Graças às manobras de Ciro Nogueira (PP-PI), o PP também inchou o número de prefeitos no Piauí: pulou de 30 para 84 prefeituras no Estado

“Vá com Deus”


O PP nega as acusações. Em nota, a assessoria do hoje deputado Ricardo Barros afirma que os repasses efetuados coincidem com a liberação do Orçamento Anual. “Todos os parlamentares foram atendidos com pagamentos de emendas impositivas, independentemente de partido político, visando sempre a melhoria do acesso de serviços à população”, diz a nota. O deputado Arthur Lira informou que não comentaria o assunto. Átila Lins, Osmar Serraglio e Ciro Nogueira não responderam. Marinaldo Rosendo diz ter trocado o PSB pelo PP porque, depois da morte de Eduardo Campos, seu antigo partido “acabou”. “Ninguém nunca ofereceu nada para mim”, garantiu Laércio Oliveira. Arnaldo Faria de Sá disse que resolveu antecipar-se a uma possível expulsão do PTB. Já Alfredo Kaefer admitiu os repasses da Saúde, mas classificou-os como “normais”.

Não é o que acham os órgãos de fiscalização e controle. Segundo uma fonte ouvida por ISTOÉ, a compra de deputados pelo PP durante a janela de transferências afim de inchar sua bancada, tornando-a a segunda maior da Câmara, está na mira do Tribunal de Contas da União. Auditores da corte já seguem o caminho do dinheiro para estabelecer a relação direta entre a troca de partido e liberação de recursos públicos. O modus operandi da operação montada pela tríade do PP – Ricardo Barros, Ciro Nogueira e Arthur Lira – é semelhante ao adotado no escândalo conhecido como “Anões do Orçamento”, celebrizado no final dos anos 80.

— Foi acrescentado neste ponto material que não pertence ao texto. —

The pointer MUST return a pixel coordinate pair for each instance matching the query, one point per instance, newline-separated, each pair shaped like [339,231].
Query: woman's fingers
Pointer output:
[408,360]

Diante do assédio do PP aos seus deputados, o presidente do PSD, Gilberto Kassab, disse que não faria leilão. Ao ver o deputado Átila Lins (AM) cruzando a porta de saída do partido em Brasília, Kassab teria dito, segundo um deputado ouvido por ISTOÉ: “Vá com Deus”. Não parece ser exatamente com Deus que o PP conta para engordar sua nefasta bancada.